关键字:packet delivery; optimal retransmission threshold; in time

摘要:The retransmission threshold in wireless sensor networks is critical to the latency of data delivery in the networks. However, existing works on data transmission in sensor networks did not consider the optimization of the retransmission threshold, and they simply set the same retransmission threshold for all sensor nodes in advance. The method did not take link quality and delay requirement into account, which decreases the probability of a packet passing its delivery path within a given deadline. This paper investigates the problem of finding optimal retransmission thresholds for relay nodes along a delivery path in a sensor network.

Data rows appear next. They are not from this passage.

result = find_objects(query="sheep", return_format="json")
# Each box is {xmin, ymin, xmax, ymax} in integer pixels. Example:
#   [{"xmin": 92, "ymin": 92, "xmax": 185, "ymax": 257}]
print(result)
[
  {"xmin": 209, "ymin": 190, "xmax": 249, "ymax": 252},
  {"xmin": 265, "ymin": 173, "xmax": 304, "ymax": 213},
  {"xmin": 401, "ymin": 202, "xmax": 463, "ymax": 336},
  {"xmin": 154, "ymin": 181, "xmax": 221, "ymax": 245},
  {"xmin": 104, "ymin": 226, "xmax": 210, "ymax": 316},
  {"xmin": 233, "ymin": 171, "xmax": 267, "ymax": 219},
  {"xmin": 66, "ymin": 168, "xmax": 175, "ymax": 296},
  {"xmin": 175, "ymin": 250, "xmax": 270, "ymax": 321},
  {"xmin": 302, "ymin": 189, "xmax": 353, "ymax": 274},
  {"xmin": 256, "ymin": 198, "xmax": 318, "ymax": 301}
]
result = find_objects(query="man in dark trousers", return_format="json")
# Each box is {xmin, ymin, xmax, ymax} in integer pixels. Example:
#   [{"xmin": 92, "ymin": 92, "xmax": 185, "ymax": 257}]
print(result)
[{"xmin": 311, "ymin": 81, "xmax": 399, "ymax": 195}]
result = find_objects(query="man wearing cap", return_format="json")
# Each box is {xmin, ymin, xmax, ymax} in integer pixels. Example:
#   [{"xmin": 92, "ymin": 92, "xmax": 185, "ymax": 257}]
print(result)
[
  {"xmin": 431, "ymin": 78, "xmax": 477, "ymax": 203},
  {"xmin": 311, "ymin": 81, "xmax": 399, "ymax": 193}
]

The object of optimizing retransmission thresholds is to maximize the summation of the probability of the packet being successfully delivered to the next relay node or destination node in time. A dynamic programming-based distributed algorithm for finding optimal retransmission thresholds for relay nodes along a delivery path in the sensor network is proposed. The time complexity is O (n Delta . max(1<i< n) {u(i)}), where u(i) is the given upper bound of the retransmission threshold of sensor node i in a given delivery path, n is the length of the delivery path and Delta is the given upper bound of the transmission delay of the delivery path. If Delta is greater than the polynomial, to reduce the time complexity, a linear programming-based (1 + p(min))-approximation algorithm is proposed. Furthermore, when the ranges of the upper and lower bounds of retransmission thresholds are big enough, a Lagrange multiplier-based distributed O(1)-approximation algorithm with time complexity O(1) is proposed. Experimental results show that the proposed algorithms have better performance.